The national settlement involves pharmaceutical distributors Cardinal, McKesson and AmerisourceBergen, as well as Johnson & Johnson, which manufactured and marketed opioids.
North Carolina has signed the agreement. If all local governments sign on, the state stands to receive approximately $750 million from the settlement. Those funds would be distributed in accordance with the Memorandum of Agreement between the state and local governments. As of July 21 more than 53 local governments had already agreed to the memorandum.
Per the memorandum, 15% of the settlement funds will go to the state, and the General Assembly will be able to appropriate that money to address the opioid crisis; 80% of the settlement money will go to local governments, including all 100 counties, allocated using a “formula developed by attorneys representing local governments in national litigation;” and 5% will go into an incentive fund for any county — and any municipality in a county already receiving settlement funds — in which the county itself and every one of its municipalities with at least 30,000 residents signs the memorandum.
The memorandum requires settlement fund recipients to use that money to address the opioid epidemic. There are two options for recipients to chose from.
“Under Option A, a local government may fund one or more strategies from a shorter list of evidence-based, high-impact strategies to address the epidemic,” the memorandum reads. “Under Option B, a local government may fund one or more strategies from a longer list of strategies after engaging in a collaborative strategic planning process involving a diverse array of stakeholders at the local level.”

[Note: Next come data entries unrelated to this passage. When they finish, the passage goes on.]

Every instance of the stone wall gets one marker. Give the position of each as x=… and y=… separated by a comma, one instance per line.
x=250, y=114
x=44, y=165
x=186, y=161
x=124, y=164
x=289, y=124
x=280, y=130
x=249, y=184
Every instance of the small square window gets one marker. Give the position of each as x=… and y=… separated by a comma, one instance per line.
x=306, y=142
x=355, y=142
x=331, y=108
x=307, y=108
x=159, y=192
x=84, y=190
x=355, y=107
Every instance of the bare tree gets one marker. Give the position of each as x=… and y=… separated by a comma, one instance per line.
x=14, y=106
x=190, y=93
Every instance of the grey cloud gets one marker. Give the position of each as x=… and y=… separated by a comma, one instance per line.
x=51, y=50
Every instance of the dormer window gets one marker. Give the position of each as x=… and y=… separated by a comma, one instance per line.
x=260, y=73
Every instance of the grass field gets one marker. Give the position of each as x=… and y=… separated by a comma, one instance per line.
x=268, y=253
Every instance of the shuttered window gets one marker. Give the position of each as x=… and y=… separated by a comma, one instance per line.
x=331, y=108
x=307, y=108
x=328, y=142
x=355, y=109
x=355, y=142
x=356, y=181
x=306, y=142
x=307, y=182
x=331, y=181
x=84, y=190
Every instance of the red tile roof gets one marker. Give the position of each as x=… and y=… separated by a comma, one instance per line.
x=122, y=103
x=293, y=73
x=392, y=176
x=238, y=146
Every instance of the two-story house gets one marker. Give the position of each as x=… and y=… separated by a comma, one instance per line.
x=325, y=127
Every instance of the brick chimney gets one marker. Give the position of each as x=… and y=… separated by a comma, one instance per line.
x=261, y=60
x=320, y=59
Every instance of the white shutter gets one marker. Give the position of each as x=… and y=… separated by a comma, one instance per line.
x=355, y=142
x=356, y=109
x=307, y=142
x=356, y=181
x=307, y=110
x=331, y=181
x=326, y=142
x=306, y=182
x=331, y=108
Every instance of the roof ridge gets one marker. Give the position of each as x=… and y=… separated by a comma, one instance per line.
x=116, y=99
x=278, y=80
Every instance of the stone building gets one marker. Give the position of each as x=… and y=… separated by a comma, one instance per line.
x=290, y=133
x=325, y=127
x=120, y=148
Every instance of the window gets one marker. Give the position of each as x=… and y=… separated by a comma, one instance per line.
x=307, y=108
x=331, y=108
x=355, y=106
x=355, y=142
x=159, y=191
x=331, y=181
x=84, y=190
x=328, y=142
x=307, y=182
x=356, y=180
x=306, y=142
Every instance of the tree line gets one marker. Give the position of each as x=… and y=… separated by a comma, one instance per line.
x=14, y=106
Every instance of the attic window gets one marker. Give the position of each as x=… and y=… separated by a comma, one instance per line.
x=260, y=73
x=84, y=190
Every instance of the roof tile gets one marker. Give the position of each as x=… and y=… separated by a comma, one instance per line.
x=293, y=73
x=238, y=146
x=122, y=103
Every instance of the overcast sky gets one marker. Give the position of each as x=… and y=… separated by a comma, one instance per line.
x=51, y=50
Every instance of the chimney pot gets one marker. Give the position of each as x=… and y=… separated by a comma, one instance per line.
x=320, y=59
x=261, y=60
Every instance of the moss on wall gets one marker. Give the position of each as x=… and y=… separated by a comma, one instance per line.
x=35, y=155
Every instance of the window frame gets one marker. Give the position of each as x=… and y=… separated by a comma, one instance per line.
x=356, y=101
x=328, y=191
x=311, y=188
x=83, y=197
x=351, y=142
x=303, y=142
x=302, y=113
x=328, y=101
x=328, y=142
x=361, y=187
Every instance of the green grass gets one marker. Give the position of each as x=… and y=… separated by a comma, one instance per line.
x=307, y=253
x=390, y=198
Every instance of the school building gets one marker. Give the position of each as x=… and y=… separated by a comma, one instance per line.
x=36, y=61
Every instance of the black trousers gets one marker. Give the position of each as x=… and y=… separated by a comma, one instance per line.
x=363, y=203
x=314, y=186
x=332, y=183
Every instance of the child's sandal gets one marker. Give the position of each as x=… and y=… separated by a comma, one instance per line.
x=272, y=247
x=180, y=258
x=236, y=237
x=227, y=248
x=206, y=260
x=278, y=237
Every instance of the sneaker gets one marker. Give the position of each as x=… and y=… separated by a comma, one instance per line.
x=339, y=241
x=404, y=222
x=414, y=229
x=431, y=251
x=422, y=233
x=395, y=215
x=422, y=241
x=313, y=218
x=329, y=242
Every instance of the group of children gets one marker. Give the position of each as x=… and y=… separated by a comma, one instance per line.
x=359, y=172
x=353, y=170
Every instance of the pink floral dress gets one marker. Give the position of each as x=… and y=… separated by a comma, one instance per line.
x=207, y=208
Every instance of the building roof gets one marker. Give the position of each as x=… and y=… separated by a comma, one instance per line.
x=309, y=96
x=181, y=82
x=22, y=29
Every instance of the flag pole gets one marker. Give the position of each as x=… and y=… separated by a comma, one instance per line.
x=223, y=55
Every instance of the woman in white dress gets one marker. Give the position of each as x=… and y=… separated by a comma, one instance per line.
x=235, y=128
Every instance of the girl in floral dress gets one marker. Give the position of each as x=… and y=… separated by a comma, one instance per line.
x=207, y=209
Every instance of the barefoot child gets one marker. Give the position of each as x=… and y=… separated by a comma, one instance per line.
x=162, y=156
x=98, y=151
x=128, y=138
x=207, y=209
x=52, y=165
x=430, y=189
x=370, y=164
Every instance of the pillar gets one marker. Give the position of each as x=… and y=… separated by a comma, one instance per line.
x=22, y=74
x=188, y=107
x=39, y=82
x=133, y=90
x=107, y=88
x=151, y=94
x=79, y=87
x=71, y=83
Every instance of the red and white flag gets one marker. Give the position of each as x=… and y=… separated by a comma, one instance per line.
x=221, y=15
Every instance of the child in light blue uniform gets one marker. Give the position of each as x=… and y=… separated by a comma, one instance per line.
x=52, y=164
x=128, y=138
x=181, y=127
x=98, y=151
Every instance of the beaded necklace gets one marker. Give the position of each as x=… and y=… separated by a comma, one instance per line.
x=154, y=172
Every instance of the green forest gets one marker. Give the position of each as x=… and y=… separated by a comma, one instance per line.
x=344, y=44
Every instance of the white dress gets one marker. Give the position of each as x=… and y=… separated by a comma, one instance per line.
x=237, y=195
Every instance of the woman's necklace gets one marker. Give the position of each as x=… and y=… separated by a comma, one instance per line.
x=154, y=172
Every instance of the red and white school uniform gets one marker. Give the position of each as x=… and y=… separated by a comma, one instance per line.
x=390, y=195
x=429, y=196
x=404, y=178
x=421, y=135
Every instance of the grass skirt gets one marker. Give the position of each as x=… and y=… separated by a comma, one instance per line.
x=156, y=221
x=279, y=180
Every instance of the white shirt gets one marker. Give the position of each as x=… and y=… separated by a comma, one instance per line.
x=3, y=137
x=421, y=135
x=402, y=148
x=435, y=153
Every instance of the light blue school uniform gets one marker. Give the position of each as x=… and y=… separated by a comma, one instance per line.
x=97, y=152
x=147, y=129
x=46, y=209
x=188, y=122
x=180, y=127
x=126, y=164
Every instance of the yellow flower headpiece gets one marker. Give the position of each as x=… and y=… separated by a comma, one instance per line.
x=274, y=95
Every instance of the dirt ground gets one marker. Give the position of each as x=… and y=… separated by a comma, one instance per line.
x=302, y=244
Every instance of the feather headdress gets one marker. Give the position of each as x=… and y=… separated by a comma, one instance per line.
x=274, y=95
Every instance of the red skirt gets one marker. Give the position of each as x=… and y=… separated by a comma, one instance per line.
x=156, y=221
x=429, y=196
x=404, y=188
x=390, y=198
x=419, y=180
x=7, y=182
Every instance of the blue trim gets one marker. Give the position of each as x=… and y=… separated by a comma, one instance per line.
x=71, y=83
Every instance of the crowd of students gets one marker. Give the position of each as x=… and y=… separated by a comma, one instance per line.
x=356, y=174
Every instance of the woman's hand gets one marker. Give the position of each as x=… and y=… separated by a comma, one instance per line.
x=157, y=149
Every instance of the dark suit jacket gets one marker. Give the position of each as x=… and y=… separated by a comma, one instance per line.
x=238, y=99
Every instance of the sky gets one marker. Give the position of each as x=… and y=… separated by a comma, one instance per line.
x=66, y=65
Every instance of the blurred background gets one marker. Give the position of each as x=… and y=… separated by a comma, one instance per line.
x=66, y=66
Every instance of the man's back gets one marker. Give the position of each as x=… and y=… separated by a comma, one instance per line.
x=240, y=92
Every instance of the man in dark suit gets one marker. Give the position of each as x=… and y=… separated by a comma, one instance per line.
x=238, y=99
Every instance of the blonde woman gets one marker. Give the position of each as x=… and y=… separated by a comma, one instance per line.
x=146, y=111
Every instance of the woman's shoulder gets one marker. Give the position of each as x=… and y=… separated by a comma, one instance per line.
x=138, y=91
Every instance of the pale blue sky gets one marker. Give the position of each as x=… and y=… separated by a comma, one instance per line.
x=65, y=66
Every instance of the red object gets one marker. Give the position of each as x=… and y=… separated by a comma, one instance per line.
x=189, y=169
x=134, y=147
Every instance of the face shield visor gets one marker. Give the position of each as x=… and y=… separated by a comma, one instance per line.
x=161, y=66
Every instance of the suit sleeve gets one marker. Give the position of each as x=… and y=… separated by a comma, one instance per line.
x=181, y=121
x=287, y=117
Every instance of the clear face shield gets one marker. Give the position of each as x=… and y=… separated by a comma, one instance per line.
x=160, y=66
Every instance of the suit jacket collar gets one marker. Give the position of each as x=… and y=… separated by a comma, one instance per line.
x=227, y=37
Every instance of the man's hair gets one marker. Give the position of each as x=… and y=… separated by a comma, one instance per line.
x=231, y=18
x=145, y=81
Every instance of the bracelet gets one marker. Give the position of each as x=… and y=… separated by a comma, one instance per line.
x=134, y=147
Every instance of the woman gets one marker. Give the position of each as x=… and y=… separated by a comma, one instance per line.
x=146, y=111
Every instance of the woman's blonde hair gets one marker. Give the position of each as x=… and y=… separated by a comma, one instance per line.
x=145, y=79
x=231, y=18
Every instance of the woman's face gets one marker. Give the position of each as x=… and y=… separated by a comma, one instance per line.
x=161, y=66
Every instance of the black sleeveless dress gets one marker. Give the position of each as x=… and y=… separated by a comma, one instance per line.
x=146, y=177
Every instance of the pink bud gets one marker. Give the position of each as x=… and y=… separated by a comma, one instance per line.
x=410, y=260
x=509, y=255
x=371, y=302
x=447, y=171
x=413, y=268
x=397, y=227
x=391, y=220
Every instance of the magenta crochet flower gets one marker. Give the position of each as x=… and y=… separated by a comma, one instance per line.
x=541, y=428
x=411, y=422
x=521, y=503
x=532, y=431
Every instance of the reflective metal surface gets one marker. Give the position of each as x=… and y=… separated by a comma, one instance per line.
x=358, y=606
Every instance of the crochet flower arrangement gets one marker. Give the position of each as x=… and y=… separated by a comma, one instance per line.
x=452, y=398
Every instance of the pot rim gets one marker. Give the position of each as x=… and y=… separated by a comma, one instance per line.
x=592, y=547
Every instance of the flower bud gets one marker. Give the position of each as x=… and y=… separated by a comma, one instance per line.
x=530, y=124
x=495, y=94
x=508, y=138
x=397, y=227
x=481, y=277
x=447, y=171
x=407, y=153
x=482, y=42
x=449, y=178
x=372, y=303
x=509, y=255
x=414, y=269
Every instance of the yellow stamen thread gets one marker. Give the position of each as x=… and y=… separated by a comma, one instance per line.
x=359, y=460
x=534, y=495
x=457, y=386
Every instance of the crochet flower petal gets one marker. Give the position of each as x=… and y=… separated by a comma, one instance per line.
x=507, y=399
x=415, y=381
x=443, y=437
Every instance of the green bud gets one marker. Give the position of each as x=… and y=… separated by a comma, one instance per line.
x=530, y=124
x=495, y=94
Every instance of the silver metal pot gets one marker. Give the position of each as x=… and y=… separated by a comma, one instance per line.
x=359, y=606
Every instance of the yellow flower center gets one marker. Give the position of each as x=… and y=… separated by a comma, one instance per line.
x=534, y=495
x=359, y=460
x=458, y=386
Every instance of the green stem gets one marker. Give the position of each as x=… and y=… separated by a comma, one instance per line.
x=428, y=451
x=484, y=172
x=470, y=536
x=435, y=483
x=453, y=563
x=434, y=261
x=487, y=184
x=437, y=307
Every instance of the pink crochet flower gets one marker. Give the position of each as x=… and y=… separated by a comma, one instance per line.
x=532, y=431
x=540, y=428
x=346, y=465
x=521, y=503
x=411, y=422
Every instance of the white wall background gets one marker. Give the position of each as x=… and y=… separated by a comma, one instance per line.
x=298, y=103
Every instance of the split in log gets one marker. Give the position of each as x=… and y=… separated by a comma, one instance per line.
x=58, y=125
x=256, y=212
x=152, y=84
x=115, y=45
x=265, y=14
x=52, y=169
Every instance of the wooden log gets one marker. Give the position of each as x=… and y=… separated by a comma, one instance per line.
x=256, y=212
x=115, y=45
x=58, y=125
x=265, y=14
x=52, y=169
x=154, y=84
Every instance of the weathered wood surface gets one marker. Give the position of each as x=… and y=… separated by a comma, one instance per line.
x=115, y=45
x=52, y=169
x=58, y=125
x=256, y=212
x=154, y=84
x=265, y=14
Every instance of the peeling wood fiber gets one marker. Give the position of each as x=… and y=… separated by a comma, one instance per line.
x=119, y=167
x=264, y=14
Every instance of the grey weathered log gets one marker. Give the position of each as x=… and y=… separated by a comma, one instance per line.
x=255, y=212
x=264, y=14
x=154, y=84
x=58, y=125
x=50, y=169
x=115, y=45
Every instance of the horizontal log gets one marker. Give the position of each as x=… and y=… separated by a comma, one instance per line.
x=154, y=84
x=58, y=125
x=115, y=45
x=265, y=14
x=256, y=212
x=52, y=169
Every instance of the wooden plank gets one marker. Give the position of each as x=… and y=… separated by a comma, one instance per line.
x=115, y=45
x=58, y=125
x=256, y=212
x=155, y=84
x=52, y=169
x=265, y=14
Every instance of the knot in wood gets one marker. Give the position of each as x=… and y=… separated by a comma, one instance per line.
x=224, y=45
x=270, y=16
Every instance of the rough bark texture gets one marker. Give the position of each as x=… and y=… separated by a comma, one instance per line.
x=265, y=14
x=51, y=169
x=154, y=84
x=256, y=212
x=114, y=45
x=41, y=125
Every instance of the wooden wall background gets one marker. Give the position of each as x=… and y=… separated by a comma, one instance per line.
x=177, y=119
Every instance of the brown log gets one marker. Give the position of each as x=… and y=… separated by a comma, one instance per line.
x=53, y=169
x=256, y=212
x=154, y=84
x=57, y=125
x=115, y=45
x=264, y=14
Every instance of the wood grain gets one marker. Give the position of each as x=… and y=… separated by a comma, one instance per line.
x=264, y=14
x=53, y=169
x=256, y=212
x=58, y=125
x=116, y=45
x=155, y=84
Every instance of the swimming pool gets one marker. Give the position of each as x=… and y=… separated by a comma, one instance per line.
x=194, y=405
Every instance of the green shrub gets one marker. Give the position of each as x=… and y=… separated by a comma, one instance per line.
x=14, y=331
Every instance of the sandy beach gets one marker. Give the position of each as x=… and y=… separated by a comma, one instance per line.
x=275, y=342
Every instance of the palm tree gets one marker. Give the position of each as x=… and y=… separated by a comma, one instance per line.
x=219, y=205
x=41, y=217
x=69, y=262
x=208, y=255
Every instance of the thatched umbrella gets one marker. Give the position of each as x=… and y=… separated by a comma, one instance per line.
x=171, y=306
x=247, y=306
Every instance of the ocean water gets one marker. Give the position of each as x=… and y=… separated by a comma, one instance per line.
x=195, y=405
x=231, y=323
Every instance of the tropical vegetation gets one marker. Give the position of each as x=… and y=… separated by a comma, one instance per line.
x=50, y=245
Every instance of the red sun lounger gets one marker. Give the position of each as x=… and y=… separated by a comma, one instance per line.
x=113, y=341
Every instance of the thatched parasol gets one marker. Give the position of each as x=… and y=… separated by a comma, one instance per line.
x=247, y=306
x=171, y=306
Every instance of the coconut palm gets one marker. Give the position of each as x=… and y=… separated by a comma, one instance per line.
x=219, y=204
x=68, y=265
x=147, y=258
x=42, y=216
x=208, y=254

The settlement agreement was reached on July 22; from that point, states had 30 days to sign on to the deal and local governments in the participating states have up to 150 days to join.
“The opioid epidemic has torn families apart and killed thousands of North Carolinians,” N.C. Attorney General Josh Stein said in a statement announcing the agreement. “Families across our state have shared with me their heart-wrenching stories about their loved ones who are struggling with the horrible disease of addiction or who overdosed and died. It has been my genuine honor on their behalf to lead these negotiations to hold accountable the companies that helped to create and fuel this crisis.
“While no amount of money will ever be enough, this settlement will force these drug companies to pay a historic amount of money to bring much-needed treatment and recovery services to North Carolina communities and to change their business practices so that something like this never happens again.”
Per that release, the national settlement resolves claims of both states and local governments across the country.
“The county is involved in it. The county was one of the petitioners, one of the plaintiffs,” Beaufort County Attorney David Francisco told the Daily News. “We’re happy with what the settlement was. We’ve just got to figure out some of the other angles on it to make sure we’re all in agreement with that part of it.”
The release from Stein’s office says the three distributors collectively will pay up to $18 billion over 18 years as part of the settlement. Johnson & Johnson will pay up to $5 billion over nine years with up to $3.7 billion paid during the first three years.